So, we do have a lot of itunes namespaced tags, as I suspected. But they mostly seem to be metadata about the podcast, rather than something important like the file itself. I know from previous work that the file URL is an attribute on enclosure.

From what I know about XML, it is supposed to be eXtensible, with different bodies defining their own namespaces, all of which can live together in a single document. I suspect itunes is one such namespace that Apple defined when integrating podcasts into iTunes (adding things like images, descriptions, etc.).

Historical matters

Now to that great bastion of knowledge: Wikipedia! The Wikipedia page for RSS has a good overview of the format, and importantly, how it has evolved. I see that there are two family trees: the 1.x “RDF” branch, which sounds like it emerged from the broader semantic-web movement (fun!), and the 2.x “UserLand” branch, a supposedly simplified version initially advocated for by the author of a popular RSS reader. The RDF/1.0 branch is older (predictably), and apparently RSS originally stood for “RDF Site Summary”.
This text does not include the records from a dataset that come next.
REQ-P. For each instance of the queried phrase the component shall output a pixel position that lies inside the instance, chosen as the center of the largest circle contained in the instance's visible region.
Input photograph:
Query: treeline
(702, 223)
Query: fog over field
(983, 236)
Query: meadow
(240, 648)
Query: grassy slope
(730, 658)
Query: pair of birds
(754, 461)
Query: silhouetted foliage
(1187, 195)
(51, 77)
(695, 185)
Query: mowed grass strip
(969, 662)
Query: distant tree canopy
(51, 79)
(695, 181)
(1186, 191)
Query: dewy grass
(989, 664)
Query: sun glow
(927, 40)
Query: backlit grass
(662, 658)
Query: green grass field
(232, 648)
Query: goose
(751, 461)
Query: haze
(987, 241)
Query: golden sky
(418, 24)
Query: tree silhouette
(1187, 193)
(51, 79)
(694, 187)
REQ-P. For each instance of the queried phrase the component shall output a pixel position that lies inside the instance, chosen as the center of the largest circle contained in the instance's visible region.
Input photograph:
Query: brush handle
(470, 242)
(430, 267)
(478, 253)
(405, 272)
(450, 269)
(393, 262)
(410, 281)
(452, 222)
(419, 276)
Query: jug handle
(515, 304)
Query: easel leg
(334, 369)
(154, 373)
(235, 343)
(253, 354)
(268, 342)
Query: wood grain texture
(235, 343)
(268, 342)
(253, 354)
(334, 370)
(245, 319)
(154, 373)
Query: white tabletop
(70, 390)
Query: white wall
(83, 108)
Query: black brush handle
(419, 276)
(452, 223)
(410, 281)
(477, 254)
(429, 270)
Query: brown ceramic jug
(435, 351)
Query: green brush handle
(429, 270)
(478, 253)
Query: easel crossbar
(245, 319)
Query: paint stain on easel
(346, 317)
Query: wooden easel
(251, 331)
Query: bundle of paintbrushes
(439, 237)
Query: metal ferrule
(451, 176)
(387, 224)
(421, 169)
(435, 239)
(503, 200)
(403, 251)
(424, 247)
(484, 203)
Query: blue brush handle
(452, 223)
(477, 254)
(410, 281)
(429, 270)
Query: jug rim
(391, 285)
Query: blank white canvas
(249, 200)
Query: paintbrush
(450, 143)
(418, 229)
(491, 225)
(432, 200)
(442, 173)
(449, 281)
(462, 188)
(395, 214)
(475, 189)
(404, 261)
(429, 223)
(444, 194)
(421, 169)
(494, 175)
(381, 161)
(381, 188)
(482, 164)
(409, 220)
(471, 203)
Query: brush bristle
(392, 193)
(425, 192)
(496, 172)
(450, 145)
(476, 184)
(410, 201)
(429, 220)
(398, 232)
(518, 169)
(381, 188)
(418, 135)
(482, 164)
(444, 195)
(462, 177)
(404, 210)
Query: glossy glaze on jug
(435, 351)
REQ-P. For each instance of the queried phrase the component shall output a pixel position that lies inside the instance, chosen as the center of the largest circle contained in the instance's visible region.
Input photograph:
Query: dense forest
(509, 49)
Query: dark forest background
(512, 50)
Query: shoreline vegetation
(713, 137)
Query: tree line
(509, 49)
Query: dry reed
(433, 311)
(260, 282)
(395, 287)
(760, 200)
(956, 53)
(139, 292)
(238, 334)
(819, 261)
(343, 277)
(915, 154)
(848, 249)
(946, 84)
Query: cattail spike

There’s an interesting story about accidental standards-capture (if that’s the term), where UserLand was so popular that its behaviour (eg. allowing HTML embeds) became a defacto standard. Reminds me of Mastodon, in a way. RSS and all.

Per a rather ancient survey, it sounds like the UserLand/2.x branch is more popular, but doesn’t fully dominate the landscape. I am also sympathetic to a lot of the semantic web’s goals, so I wouldn’t want to exclude it anyway. It was nice of them to keep off each others’ toes with the version numbers.

I also happen to know that Atom is a thing, supposedly an even simpler standard. The feed I’m testing with contains exactly one tag in the atom namespace. Maybe it is just an additional schema you can add to other RSS documents?

Well, that’s all the time I have today. Tomorrow, we read the specs! Or at least get a conceptual overview.